Volume publicado na conhecida e profusa «Collection of British (/and American) Authors», tendo o exemplar sido bem encadernado em percalina gravada a ouro conservando ambas as faces da capa de brochura, a inferior dando a entender que esta reedição será de 1921.

15€

Mark Twain — Um americano na corte do rei Artur

Portugália Editora (1979). In-8º de 384, [VI] págs. Br.

"Mark Twain faz uma sátira magistral ao espírito cavalheiresco da nobreza medieval. Um Americano na Corte do Rei Artur é a história dos cavaleiros da Távola Redonda vista do avesso. Nele manifesta Mark Twain algumas das características mais salientes do seu génio: a imaginação poderosa, sempre fresca e imprevista, o humor, a força satírica, a lucidez crítica, o conhecimento da vida humana (passada e presente) e dos seus ridículos. Ao apresentá-lo agora, em tradução portuguesa, pretendemos servir não apenas o público juvenil, mas todos os leitores em geral. Trata-se de uma obra-prima que merece estar ao lado do Dom Quixote, de Cervantes". 

Capa de Paulo Guilherme.

12€

Mark Twain — aventuras de Huckleberry Finn

aventuras de Huckleberry Finn (Tradução de Ricardo A. Fernandes / 4.ª edição)

Portugália Editora, Lisboa (composto e impresso nas oficinas gráficas da Sociedade Astória, Lda. / Maio de 1970). In-8º de 387, [VII] págs. Br.

"Para Huck, cada dia traz uma nova experiência: encontra-se com o egoísmo, as habilidades dos oportunistas que o fascinam mas não o confundem, a cobiça, a traição. Aprende por si próprio a distinguir o bem e o mal, conhece a alegria e o remorso. Onde a aventura o chama, ele lá vai! São irresistíveis de graça os comentários, as contínuas e coloridas fantasias, os malabarismos de que se serve para atingir os seus fins".

10€

Lewis Carroll — Alice au Pays des Merveilles

Alice au Pays des Merveilles (Traduction d'André Bay / Images de Prassinos)
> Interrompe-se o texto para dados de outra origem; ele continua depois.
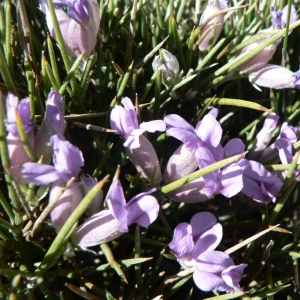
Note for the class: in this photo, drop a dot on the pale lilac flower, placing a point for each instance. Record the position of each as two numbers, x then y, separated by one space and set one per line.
189 241
227 181
275 77
203 143
79 25
111 223
17 154
124 120
141 152
213 7
53 123
208 131
286 132
181 163
217 271
258 61
259 184
67 160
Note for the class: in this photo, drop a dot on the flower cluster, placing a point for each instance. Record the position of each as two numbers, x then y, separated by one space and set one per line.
42 155
194 246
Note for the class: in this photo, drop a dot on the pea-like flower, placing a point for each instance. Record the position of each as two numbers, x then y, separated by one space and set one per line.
141 152
217 271
189 241
109 224
68 161
168 64
213 7
79 24
17 154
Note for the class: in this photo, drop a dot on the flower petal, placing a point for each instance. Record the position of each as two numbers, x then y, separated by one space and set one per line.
39 173
117 204
142 209
100 228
Éditions Stock (Delamain et Boutelleau), Paris. (1942). In-8º de 185, [5] págs. Cart.

"La Collection Maïa est composée de vrais livres copieux, captivant l'imagination sans la gatêr et d'une véritable valeur littéraire - Illustrée avec gout, présentée avec soin, (...) s'adresse a toute la jeunesse moderne, filles et garçons", eis o programa da colecção - com a capa cartonada e graciosas ilustrações a p/b e uma cor, graficamente recortadas a fazer de cliché.